Five Regions of the Future: Preparing Your Business for Tomorrow's Technology , by Joel A. Barker and Scott W. Erikson, is a book that breaks down "high technology" into five areas of technology called TechnEcologies. The intention of this book is to break high technology into finer granularity so that it can be tracked in relation to each other. The book is also good as source material for hard science fiction writers.
The five chapters that represent the five TechnEcologies break down into three sections each. The first section, "Overview and Guidelines," explains the kinds of technologies that make up the particular TechnEcology. The second section, "Advocates and Examples," name authors and the technology they advocate. The third section is a fictional account, set in the future, that repeat the examples as though they have already been implemented. A bibliography at the end of the book gives further references for the examples presented in each chapter.
The five TechnEcologies are: Super Tech, Limits Tech, Local Tech, Nature Tech, and Human Tech.
Super Tech is defined by : superabundance, solving all problems given enough time and money, moving beyond nature with our own devices, choosing leisure over work.
Limits Tech is defined b y : scarcity, long-term implications, nature, working hard to survive.

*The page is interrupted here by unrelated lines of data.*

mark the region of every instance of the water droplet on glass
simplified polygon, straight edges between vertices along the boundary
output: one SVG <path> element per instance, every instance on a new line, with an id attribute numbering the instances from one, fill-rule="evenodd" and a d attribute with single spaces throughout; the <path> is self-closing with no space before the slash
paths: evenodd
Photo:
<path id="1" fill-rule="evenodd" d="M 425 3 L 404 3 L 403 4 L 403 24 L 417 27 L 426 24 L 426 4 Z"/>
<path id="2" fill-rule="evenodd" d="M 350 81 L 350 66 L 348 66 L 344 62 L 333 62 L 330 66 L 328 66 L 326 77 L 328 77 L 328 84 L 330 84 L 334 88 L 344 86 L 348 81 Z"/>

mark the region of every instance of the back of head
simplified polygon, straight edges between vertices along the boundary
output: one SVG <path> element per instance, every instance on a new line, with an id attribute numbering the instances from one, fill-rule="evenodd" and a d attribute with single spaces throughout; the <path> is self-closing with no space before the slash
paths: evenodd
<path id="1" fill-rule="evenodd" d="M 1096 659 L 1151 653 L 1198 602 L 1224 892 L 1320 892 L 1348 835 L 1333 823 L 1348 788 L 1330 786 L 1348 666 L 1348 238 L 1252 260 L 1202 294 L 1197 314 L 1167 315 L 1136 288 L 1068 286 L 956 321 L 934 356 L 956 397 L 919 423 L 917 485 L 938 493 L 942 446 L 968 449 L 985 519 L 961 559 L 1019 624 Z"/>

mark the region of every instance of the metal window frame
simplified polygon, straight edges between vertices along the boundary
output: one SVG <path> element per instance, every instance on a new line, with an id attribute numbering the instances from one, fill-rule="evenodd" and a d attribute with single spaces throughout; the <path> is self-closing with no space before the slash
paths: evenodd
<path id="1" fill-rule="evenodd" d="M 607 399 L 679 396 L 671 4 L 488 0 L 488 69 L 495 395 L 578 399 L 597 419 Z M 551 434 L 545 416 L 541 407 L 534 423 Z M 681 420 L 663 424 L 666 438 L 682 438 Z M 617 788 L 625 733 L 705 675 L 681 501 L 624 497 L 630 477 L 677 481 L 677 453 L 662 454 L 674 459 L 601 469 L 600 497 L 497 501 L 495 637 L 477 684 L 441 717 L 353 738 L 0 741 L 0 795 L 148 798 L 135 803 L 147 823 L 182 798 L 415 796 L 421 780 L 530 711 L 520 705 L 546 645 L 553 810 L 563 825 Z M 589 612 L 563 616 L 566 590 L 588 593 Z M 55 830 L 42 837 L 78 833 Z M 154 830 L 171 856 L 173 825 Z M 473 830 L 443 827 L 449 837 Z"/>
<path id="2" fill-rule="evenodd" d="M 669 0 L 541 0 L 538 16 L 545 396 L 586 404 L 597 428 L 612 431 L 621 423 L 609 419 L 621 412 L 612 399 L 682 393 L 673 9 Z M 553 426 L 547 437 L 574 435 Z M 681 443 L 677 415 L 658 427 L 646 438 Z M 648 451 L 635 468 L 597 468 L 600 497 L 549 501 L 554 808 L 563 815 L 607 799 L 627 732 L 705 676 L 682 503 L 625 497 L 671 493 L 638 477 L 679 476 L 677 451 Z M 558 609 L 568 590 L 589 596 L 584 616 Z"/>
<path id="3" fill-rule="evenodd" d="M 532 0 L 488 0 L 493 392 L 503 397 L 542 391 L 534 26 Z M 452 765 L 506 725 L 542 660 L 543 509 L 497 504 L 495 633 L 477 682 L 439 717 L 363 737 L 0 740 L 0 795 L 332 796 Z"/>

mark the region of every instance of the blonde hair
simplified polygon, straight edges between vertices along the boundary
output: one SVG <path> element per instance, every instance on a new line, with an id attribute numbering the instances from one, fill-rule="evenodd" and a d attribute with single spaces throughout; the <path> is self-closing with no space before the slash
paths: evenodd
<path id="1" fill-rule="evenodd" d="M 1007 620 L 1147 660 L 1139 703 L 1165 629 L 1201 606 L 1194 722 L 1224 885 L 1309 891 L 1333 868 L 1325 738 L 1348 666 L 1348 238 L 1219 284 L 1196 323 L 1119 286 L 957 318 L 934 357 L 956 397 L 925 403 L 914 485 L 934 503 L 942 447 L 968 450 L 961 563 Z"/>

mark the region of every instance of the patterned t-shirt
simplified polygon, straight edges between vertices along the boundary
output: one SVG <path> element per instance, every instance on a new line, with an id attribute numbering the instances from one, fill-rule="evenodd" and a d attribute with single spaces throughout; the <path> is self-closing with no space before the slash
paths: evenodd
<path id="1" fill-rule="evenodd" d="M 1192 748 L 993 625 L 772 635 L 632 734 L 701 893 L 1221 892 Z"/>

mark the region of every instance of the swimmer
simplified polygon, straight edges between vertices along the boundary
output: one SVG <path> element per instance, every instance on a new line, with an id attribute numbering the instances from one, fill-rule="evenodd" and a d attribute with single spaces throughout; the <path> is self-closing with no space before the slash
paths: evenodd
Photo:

Local Tech is defined by : sufficient resources for everyone, properly scaled technology, shepherding nature, the need for people to work as a means of spiritual growth.
Nature Tech is defined by : fulfilling needs using nature's systems, creating technologies comparable to nature's solutions to problems, considering nature as an equal partner, working well with nature.
Human Tech is defined by : non-material needs, learning to measure human technology, humans have extraordinary capabilities, working to know ourselves.
It's odd that the book cover presents Human Tech as the intersection of the other four TechnEcologies, yet the book itself presents Human Tech as the superset of the other four TechnEcologies. Why misrepresent the contents of the book? Is this a sign of an art director who is clueless about the significance of Venn diagrams, but wanted to represent people as the center of all technologies?
It seems dubious to present new scientific concepts, like these TechnEcologies with the intention that only managers would read the book. What about the scientists and technologists who they manage? Wouldn't everyone benefit from such an expanded awareness? Then again, it's only the questionable book cover that makes the claim that the book is for business leaders.
The reason I claimed that the book is good for science fiction writers is because I've seen some of the concepts explored in science fiction. Greg Bear's The Forge of God had the premise that planets themselves are living beings, just like Nature Tech's concept of Gaea. Nature Tech's living dirigibles remind me of the living ships in the TV series "Farscape." Additionally, the authors reference works of science fiction in the bibliography.
Here's some personal observations I made while reading the book :
This book is 8.5"x5.25" with with 10 point font and 3/4 inch margins and 244 pages. 73 of these pages are spent on fictional stories that generally repeat information already given. 10 of these pages are devoted to unnecessarily wide-spaced survey.
Looking at the author s' website ( http://www.FiveRegionsOfTheFuture.com) for this book, I see that the authors offer speeches, workshops and software. The software seems to present information graphically, I suppose, in case the reader has a hard time with sequential text. They also have a blog which adds more examples to each TechnEcology as they find them. They present the questionable cover art that I already mentioned as the logo for the website.
In conclusion, I find the fragmentation of "high technology" into refined concepts interesting. It remains to be seen if I actually benefit from compartmentalizing technology the way the authors do. I find the book to be too expensive and too verbose for what it is. An outline with the bibliography would be more concise at transmitting all the information presented in this book. A short summary of the books referred to, though, helps me so that I don't have to look up the references separately.